Gone are the days when being a trader meant closing a deal over the phone, signing documents and exchanging bank information. Technology has made things far more complex, and these days, if you want to be a serious trader, you have to know how to get the most out of these latest technologies. This translates into accumulating a significant amount of knowledge in the realm of quantitative trading, including both high-frequency and algorithmic trading. Trading no longer a matter of merely dealing in money; it also incorporates dealing in several other skills, particularly computer programming. You need to be able to write your own trading algorithms and work with those created by others.

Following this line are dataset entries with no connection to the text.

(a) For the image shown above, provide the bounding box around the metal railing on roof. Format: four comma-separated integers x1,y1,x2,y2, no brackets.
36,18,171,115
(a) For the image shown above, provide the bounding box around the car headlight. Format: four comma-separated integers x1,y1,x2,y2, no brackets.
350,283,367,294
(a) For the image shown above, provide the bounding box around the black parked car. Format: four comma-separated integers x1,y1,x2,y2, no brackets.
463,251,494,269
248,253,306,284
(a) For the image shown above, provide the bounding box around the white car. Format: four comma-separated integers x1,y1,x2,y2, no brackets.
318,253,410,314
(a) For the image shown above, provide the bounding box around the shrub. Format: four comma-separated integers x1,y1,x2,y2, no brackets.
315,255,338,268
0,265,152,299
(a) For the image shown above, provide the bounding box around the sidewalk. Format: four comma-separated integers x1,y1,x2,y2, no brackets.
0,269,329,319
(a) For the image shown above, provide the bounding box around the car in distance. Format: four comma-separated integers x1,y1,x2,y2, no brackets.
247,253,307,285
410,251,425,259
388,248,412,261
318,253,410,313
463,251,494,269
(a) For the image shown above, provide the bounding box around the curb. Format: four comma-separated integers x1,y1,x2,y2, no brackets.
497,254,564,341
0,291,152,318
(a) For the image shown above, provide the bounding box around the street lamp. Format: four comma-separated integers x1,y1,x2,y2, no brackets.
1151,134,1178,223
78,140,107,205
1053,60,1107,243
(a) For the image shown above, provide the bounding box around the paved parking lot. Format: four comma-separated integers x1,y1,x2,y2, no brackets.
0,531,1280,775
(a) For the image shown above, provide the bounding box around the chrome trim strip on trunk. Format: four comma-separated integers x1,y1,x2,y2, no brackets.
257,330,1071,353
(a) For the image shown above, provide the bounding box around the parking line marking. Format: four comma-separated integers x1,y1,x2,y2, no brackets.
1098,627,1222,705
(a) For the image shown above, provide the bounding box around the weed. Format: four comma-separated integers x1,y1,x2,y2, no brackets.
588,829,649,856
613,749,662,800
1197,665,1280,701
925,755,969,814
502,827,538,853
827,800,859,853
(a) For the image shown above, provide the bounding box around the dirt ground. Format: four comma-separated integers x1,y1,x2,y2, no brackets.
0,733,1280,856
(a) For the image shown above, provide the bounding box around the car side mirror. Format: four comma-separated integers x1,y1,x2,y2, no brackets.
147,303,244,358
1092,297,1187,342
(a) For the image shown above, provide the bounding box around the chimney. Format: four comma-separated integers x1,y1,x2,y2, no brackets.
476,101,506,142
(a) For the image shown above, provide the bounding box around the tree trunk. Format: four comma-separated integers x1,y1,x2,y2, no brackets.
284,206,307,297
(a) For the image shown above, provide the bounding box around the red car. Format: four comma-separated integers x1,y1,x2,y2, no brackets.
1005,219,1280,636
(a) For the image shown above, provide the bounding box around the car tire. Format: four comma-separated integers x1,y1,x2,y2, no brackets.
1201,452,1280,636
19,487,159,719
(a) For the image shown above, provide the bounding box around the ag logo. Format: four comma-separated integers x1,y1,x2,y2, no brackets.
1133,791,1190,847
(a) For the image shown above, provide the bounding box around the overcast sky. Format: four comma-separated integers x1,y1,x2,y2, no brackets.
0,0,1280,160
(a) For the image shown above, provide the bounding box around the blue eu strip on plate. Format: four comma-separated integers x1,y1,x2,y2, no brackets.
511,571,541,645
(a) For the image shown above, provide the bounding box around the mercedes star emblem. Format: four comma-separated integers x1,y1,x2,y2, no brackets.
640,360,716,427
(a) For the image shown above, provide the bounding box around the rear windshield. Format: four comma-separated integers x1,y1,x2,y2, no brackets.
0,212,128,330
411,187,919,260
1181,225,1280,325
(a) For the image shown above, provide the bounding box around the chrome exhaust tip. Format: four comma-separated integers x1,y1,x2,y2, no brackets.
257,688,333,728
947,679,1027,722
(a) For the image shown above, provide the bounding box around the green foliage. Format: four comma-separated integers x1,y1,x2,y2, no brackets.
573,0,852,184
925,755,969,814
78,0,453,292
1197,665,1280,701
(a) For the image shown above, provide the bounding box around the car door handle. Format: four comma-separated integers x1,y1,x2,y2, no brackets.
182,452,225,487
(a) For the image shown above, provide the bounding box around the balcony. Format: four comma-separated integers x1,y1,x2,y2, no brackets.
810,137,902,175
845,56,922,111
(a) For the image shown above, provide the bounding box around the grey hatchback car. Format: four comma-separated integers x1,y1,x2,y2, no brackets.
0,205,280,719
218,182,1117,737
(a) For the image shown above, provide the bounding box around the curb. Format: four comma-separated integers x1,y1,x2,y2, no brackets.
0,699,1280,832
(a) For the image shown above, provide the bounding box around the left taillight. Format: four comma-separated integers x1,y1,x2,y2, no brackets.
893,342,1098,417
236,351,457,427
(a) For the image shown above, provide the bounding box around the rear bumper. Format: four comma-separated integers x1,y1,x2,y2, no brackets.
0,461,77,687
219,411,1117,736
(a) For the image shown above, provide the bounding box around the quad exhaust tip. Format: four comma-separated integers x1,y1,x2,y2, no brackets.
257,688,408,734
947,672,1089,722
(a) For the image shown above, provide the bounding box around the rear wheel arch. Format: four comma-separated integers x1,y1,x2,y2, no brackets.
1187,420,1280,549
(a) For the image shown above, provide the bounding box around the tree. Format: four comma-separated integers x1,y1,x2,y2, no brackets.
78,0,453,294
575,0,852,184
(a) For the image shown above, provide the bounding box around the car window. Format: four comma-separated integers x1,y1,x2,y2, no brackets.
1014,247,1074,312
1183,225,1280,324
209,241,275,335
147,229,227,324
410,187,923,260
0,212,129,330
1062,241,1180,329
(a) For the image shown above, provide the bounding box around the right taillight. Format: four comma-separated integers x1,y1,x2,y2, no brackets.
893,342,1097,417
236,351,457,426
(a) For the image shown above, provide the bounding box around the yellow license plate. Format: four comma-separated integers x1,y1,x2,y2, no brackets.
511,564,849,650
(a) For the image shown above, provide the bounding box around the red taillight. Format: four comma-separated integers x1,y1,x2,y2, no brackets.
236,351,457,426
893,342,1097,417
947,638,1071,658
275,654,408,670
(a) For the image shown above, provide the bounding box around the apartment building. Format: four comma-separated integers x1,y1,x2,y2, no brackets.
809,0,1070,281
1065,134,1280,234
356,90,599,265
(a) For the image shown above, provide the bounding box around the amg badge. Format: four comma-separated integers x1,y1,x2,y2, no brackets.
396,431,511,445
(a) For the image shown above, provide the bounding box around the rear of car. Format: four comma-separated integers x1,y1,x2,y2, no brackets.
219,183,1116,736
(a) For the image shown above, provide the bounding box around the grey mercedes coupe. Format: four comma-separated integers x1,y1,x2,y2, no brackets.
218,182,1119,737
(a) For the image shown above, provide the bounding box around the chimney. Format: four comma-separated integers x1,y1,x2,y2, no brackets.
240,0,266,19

Here are the five languages you should know if you want to get ahead as a trader.
This language is particularly accessible if you’ve already worked with C. Tackling C++ without this stepping stone is a bit of a daunting task, but should you decide to go for it, the rewards are great, especially since demand for C++ is likely to remain high for the foreseeable future. Latency-sensitive components of high-frequency trading are usually coded in C++, which is good for processing high volumes of data, and many banks use it for their legacy systems.
Java is a rival to C++ in low-latency execution, but its popularity in data modelling and simulations has made it one of the most in-demand programming languages on Wall Street. If you’ve got your eyes set on the financial capital of the world, Java is one of your safest bets.
Don’t be confused: C# is not the same as C++. C# is actually more closely related to Java as a low-level platform-neutral object-oriented programming language. This similarity often makes C# and Java appropriate for the same functions in trading. C++ in the other hand, is a higher-level component-oriented language.
While Python is a high-level language, it is also easy for beginners. If you’d never dealt with code before, Python is possibly the best place to start. It’s slower than either C++ or C#, but it comes with high-performing libraries, which makes it really good for research and prototyping.
Any trading algorithm you might create or work with is useless if it hasn’t been thoroughly tested using sample data. R is the perfect language for creating programs that help you collect statistics and analyze the resulting data, which is crucial for the generation of trading signals and maximizing strategy returns.
Learning a new skill is always a net positive. While programming languages may not be simple or easy (particularly if you’re new to them), the ability to be a good trader involves being adaptable, and having knowledge of two or more of these vital programming languages. Essentially, it’s simple: the more you know, the more you’ll be capable of.